Thursday, 22 April 2010

Óglach Billy Carson RIP



Billy Carson, from the Cliftonville Road area, was born on 19th February 1947. Originally from the Lower Falls, Billy, the third child and eldest son in a family of 11 children, was educated at St Peter’s Primary School, Raglan Street. He played hurling and Gaelic football for the school team and was a swimming enthusiast. He always retained his love for playing hurley and even after leaving school in 1962, when he went to work as a dock labourer, he still found time to turn out regularly to play for the Sarsfields hurling team.
In 1967 he married and moved to live in the Cliftonville area. Both of Billy’s parents, Margaret and Samuel were staunch Republicans, Samuel being interned between 1942 and 1945 in Crumlin Road and Derry Jail. Billy himself joined the Republican Movement in late 1970 while the IRA were reorganising in the aftermath of ‘the Split’.
Although living in the North of the city, Billy spent a great amount of his time in the Lower Falls, where he was active in ‘D’ Company, 2nd Battalion. A courageous fighter, Billy was also scrupulously security conscious, and whilst continually remaining highly active he was one of the very few who evaded internment or even arrest on suspicion of being an IRA Volunteer right up until the time of his death.
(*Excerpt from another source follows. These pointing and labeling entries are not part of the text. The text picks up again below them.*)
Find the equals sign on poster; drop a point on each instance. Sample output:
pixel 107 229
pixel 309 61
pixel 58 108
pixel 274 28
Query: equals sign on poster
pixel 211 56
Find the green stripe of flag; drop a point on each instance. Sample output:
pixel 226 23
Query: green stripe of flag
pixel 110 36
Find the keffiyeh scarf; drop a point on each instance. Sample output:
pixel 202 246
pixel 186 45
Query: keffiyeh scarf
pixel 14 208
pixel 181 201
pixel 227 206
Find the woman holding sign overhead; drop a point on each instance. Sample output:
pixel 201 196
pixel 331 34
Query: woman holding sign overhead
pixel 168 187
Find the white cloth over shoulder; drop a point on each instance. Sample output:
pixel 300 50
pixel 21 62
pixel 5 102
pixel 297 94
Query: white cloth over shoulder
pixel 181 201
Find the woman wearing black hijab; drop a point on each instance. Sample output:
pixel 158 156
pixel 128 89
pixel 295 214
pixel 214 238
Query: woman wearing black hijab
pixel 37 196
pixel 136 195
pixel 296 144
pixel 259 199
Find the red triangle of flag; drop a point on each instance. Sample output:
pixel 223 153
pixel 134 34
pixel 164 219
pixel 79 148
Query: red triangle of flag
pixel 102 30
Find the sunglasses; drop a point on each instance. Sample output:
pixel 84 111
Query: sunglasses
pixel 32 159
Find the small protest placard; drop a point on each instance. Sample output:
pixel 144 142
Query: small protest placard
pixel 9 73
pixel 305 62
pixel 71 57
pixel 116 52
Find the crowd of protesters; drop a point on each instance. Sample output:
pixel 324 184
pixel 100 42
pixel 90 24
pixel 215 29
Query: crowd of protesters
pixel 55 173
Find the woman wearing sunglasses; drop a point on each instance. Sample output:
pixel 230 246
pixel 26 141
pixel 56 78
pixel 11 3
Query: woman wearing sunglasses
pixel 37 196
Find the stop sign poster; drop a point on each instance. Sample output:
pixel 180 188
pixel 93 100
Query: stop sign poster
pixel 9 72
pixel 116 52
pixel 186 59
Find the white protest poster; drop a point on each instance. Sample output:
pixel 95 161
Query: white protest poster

Billy died in the early hours of Wednesday, 25th April 1979, only hours after being shot by loyalist gunmen as he entered his house in Rosevale Street off the Cliftonville Road. Two assassins had called at his house earlier that evening but when his children, Stephanie and Jim, explained that their parents had gone out, they left. One hour later, they returned and sat with the children in the house until, at 11:30pm, Billy and his wife Annie returned home. The gunmen met him at the door and shot him several times before disappearing into a nearby loyalist stronghold.